9 thoughts on “The Reykjavik Express – Part 1

  1. NBT

    With you? I’d be after you with a blunt instrument for playing one of those fucking annoying MP3 things so loud, used to *hate& that on the tube in That London

  2. Alex

    You have to put it into context. The option was to listen to the braying of mobile phone conversations at just below the pain barrier. It’s a war in there I tell you. I’m just about keeping up in the noise arms race.

  3. Ian

    I’m lucky, my job doesn’t require regular train journeys, whenever I have to though do I always end up comfort rocking in an attempt not to throttle the whole lot of them with their own ties..

  4. DanLees

    Just to make me feel smug, here is my commute:

    Walk out of front door at 8:57am
    Walk down hill.
    Cross Road.
    Walk up hill.
    Enter work at 9:00am.

    Repeat in reverse for the commute home.
    I don’t live in some horrid place either but a medium sized village in Leicestershire surrounded by fields and right next to Leicestershire’s biggest Deer related tourist attraction and nocturnal MTB playground.

  5. Huey

    So if you’re “working at home” they can check through the office window?

    I live in a far too urban place, but I do get to cycle to work every day 🙂 Still too many blind*, arrogant, numpties allowed out though – and that’s just the pedestrians 😉

    * “I look but I do not see”, not “I cannot see”

  6. Alex

    Yeah thanks for all your support there fellas 😉 I only do it once or (at worse) twice a week. And I do get to work at home a bit as well. That’s a good commute 🙂

    But I still prefer this to commuting in the dark, rain and cold in the centre of London every day. I miss that not at all.

  7. DaveB

    My 3 mile cycle to work through town each day has taught me one hard and fast rule “Anyone who drives a car between the hours of 7.45am and 8.55am* is a complete arsehole”

    Sorry, no exceptions. They’re all halfafuckingasleep, none of them have any concept of creating any windscreen visibility before leaving the drive, they must all shit their pants at breakfast and not clean it up..as they are all one-per-car, each one has a much more pressing need to move 2 metres closer to the car in front rather than allow a wet cyclist through, they’re fat/ugly/fat and ugly/too badly made up to tell AND I can guarantee that most of them just live round the bloody corner.

    Give me a train commuter any day.
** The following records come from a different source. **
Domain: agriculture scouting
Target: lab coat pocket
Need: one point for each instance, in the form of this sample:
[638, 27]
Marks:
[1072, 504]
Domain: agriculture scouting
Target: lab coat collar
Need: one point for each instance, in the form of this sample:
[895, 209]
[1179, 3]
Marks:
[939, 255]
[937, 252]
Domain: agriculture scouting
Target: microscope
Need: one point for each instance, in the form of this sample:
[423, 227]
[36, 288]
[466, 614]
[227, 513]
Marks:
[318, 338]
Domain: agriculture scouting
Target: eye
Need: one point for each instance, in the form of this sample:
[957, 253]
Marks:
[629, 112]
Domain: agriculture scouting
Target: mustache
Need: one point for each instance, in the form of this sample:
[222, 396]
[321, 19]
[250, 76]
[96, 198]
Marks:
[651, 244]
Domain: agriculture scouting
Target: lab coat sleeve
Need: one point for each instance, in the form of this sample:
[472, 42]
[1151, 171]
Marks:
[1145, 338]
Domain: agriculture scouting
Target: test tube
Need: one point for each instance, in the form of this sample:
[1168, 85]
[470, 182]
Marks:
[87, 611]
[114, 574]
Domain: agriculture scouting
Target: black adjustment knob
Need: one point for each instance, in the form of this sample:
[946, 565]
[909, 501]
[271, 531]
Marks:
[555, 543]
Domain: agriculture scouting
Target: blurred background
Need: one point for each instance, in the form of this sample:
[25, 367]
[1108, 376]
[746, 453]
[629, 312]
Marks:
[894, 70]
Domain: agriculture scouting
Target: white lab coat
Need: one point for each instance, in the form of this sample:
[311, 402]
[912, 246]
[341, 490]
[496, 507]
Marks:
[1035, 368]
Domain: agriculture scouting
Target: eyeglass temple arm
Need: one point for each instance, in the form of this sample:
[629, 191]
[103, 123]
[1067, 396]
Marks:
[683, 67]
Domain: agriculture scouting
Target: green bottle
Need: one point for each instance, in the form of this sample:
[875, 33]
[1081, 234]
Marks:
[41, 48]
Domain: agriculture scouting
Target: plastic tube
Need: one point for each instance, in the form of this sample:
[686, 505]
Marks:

The only real threat to you from them is that they may possibly bore you to death.

    * note the clever use of time to allow my wife to slip through the definition as she leaves at 8.57**
    ** it’s not just you that can use them clever “*” annotations

  8. Alex

    Dave – I only do that to annoy Nick 🙂 My commute isn’t like that when I can be bothered to actually ride it. Worse case is you’ll be flattened and killed by a tractor driven by a caffeine crazed lunatic who hasn’t slept for five days. Although reading your comment did put in mind of my “London Years”

    Jose – nice but I’m thinking a lump hammer and a sign saying “go on, answer that phone I DARE YOU” may be cheaper.